BlueField-4 represents a generational shift from earlier BlueField DPUs, which focused primarily on infrastructure offload and security. BlueField-1 and -2 concentrated on networking, storage, and security acceleration for cloud and enterprise data centers, while BlueField-3 expanded inline acceleration and isolation for large-scale AI fabrics.

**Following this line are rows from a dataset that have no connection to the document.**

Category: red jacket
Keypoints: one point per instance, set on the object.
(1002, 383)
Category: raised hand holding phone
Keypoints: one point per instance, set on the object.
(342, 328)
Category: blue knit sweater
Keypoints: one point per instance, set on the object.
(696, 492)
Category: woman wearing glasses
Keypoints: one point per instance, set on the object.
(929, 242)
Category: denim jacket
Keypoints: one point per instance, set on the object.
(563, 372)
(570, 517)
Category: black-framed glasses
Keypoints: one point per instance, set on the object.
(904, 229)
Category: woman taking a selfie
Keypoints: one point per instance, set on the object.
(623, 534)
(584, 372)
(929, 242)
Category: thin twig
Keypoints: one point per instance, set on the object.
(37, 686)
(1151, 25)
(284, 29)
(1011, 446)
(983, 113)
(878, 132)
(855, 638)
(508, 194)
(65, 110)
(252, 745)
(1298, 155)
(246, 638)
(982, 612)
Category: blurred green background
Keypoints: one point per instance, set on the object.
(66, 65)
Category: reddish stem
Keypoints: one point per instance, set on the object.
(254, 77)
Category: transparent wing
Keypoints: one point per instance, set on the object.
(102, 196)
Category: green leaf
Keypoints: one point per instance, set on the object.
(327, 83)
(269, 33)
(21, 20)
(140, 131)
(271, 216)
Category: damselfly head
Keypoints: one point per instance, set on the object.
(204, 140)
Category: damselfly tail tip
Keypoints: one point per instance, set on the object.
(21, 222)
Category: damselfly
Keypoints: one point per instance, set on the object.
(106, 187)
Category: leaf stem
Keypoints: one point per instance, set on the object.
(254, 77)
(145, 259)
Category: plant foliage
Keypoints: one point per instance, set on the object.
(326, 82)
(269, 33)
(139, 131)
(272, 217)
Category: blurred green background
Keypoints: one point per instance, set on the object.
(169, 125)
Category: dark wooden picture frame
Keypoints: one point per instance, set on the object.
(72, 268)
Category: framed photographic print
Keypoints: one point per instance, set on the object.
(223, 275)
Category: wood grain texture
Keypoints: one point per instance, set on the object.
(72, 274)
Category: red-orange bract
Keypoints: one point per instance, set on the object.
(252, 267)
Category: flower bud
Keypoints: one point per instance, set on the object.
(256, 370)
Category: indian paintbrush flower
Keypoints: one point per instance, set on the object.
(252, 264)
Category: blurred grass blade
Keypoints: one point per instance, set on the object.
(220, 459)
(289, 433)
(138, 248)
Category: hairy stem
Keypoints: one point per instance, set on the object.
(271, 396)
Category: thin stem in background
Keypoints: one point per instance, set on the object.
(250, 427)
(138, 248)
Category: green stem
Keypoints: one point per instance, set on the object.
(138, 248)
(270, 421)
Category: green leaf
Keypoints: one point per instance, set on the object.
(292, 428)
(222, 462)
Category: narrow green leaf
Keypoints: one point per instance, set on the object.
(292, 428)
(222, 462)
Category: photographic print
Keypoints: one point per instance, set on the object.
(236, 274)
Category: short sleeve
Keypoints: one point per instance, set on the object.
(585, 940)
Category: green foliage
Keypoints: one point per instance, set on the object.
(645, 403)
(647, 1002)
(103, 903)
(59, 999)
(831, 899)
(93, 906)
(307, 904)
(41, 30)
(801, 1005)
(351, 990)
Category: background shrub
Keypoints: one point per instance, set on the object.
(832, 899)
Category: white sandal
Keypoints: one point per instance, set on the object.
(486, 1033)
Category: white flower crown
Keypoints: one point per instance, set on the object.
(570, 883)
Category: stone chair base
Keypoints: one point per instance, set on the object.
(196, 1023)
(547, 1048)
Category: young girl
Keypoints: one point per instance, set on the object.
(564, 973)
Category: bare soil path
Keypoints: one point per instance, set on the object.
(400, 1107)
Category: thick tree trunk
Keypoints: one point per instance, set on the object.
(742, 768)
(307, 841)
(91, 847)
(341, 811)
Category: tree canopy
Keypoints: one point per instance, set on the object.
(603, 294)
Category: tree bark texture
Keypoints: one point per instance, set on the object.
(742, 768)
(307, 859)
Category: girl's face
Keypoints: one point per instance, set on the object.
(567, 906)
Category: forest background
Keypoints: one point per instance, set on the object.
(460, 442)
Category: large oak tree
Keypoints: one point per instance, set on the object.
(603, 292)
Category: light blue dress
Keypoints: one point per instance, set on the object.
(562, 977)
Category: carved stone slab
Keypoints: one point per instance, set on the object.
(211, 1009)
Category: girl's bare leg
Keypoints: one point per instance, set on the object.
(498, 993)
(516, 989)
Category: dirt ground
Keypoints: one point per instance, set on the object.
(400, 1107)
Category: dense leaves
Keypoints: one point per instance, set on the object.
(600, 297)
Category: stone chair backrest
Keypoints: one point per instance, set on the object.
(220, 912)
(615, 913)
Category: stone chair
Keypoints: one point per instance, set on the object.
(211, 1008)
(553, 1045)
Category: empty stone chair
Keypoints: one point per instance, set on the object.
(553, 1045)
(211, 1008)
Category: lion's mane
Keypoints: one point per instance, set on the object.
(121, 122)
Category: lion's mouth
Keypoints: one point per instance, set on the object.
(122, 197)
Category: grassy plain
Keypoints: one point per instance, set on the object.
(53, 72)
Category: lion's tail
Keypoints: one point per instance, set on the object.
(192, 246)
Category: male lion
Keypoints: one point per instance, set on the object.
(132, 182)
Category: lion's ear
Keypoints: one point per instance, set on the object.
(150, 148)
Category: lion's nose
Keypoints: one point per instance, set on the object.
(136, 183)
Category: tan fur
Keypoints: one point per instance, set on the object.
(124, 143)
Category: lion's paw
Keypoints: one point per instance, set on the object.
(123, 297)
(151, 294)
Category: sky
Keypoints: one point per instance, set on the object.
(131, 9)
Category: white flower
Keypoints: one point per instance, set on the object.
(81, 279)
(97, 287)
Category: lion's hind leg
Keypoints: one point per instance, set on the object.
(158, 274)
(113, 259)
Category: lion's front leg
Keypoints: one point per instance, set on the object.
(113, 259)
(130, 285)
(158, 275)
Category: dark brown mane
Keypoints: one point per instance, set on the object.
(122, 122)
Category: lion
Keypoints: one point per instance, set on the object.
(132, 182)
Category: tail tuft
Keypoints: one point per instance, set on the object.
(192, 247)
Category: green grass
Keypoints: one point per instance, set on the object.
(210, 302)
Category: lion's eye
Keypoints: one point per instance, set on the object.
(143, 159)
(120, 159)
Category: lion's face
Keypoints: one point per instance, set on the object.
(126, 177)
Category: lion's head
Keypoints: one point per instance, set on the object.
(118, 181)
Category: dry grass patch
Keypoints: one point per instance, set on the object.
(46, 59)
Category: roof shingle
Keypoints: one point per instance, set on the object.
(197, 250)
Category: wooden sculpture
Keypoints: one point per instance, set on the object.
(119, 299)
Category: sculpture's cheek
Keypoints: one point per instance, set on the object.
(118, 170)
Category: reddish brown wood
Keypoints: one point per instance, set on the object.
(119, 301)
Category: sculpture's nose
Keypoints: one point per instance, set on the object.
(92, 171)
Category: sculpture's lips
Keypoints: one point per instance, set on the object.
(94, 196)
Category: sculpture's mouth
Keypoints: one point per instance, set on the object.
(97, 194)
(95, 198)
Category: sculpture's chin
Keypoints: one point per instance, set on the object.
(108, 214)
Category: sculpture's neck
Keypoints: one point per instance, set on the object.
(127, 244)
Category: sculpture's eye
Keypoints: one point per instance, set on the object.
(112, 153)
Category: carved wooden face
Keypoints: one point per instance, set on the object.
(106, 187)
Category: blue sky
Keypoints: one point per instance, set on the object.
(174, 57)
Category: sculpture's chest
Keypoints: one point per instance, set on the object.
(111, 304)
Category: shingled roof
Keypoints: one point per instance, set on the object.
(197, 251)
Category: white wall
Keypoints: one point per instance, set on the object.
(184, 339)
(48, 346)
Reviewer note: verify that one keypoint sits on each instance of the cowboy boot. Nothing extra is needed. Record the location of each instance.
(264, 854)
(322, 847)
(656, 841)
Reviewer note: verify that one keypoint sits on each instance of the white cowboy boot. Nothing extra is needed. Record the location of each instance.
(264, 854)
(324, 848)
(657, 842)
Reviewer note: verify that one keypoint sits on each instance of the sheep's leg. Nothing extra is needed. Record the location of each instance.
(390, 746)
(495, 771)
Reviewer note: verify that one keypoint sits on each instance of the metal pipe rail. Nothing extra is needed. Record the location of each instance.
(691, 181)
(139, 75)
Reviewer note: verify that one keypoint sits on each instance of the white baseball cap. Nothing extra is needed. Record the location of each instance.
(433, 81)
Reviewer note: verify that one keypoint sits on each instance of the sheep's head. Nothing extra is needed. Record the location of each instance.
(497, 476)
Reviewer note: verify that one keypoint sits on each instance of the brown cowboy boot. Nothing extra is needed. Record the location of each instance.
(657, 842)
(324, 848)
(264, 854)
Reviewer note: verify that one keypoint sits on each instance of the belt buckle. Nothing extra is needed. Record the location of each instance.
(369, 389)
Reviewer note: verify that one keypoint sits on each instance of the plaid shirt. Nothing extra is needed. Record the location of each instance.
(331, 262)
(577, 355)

With BlueField-4, NVIDIA positions the DPU as a core component of the AI memory hierarchy, optimized for KV cache handling and integrated with the DOCA framework, NIXL library, and NVIDIA Dynamo software to support cluster-level coordination for agentic workloads.
- Purpose-built for AI-native storage supporting long-context, multi-turn inference
- Hardware-accelerated KV cache placement and sharing managed by BlueField-4
- Up to 5x improvement in tokens per second and power efficiency versus traditional storage
- RDMA-based access over Spectrum-X Ethernet for high-bandwidth, low-latency context sharing
- Integrated with NVIDIA DOCA, NIXL, and Dynamo for coordinated inference at scale
- Platform availability targeted for the second half of 2026, with broad storage partner support
“AI is revolutionizing the entire computing stack — and now, storage,” said Jensen Huang, founder and CEO of NVIDIA. “With BlueField-4, NVIDIA and our software and hardware partners are reinventing the storage stack for the next frontier of AI.”
🌐 Analysis
BlueField-4 signals NVIDIA’s view that memory and storage, not just compute, now define AI system scalability. As agentic and MoE models push context sizes beyond what GPUs can hold economically, dedicated KV-aware storage becomes a performance lever. Competing approaches rely on CPU-centric or software-managed cache tiers, but NVIDIA’s strategy embeds context management directly into the DPU and fabric, reinforcing its rack-scale architecture model alongside Rubin GPUs and NVLink-centric systems.